He told me about raising a young family with Madge. Tired of “starving on the farm,” he learned carpentry in the hopes of building a better life. At the same time I was busy being a toddler Delmer was 100 miles away farming…with horses. Now, in our area Amish folks still farm with horses for cultural and religious reasons. But it continually amazes to me to think that some conventional farmers were relying on horses in the early 1950s when I was just a sprout.
Using horses as a source of well, horsepower, is an interesting study in sustainability. Horses are fueled by renewable resources that they actually help produce. Then their waste products circle back into the soil, and the cycle begins anew.

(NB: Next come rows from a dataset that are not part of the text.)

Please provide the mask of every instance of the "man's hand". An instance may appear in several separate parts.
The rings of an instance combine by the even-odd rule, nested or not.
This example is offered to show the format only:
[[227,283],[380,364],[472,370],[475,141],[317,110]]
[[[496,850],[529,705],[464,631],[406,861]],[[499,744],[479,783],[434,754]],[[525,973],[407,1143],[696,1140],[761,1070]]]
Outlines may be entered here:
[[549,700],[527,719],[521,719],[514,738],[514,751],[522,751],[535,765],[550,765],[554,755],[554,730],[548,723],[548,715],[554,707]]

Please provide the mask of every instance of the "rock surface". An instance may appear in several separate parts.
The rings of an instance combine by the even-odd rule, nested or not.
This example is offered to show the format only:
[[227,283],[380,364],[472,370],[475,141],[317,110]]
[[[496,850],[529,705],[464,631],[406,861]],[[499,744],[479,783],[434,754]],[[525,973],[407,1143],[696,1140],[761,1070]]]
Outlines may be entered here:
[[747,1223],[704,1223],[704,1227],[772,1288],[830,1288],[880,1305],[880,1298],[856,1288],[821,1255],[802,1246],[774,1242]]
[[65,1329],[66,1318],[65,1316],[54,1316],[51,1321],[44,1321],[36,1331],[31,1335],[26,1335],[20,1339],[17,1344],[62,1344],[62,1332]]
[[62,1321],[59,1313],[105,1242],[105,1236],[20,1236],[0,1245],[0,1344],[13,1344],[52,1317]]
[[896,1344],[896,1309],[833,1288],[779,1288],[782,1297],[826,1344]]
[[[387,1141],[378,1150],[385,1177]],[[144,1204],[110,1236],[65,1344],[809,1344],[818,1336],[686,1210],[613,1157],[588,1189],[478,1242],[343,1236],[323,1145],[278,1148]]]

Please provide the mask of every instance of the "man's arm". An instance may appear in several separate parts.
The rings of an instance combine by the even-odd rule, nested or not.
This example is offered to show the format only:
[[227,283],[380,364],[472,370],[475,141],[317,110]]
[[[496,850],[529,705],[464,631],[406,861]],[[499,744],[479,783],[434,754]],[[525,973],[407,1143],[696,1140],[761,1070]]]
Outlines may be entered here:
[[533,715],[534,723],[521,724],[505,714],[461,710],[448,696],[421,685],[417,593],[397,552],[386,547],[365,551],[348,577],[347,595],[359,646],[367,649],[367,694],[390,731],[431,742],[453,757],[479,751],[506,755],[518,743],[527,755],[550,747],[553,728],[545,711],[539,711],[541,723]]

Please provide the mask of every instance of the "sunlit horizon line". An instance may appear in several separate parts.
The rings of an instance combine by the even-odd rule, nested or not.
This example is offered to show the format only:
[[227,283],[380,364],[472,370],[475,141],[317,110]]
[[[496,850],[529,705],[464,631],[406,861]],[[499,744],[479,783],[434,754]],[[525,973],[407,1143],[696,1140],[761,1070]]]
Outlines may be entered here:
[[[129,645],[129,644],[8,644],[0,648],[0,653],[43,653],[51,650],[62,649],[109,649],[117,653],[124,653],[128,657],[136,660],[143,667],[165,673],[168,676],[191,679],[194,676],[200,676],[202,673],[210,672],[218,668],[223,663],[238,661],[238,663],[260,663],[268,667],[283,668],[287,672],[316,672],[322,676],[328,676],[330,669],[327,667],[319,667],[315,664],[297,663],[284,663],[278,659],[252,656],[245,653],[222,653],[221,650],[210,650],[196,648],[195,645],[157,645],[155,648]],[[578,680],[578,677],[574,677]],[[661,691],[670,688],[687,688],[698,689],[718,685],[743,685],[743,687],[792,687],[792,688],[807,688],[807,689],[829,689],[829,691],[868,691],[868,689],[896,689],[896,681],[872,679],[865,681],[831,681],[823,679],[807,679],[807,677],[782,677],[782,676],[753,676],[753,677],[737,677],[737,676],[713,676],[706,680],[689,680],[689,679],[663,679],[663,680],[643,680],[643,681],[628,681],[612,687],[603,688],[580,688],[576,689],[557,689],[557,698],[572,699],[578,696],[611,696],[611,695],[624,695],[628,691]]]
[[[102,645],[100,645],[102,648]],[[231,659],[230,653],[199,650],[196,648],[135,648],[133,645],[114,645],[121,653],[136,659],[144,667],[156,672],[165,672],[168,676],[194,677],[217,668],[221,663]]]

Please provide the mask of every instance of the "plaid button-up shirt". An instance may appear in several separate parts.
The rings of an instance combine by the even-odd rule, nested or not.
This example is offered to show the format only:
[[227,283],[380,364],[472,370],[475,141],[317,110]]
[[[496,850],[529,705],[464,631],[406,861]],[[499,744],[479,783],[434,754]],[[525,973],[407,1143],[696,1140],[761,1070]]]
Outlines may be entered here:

But the fact that horse power was used as a viable, sustainable source of energy in America during my own lifetime is intriguing. This is especially interesting in light of an energy analysis done by Mark Jacobson, a professor of civil and environmental engineering at Stanford University, and by U.C. Berkeley researcher Mark Delucchi. They’ve concluded that it’s entirely feasible for the U.S. to make a 100% conversion to renewable energy by the year 2050. Imagine…in one person’s lifetime going from the use of horses to the fossil fuel era and then finally on to100% renewable energy. (OK, in 2050 I’d be 99 yrs. old, but that’s entirely feasible too…right?!)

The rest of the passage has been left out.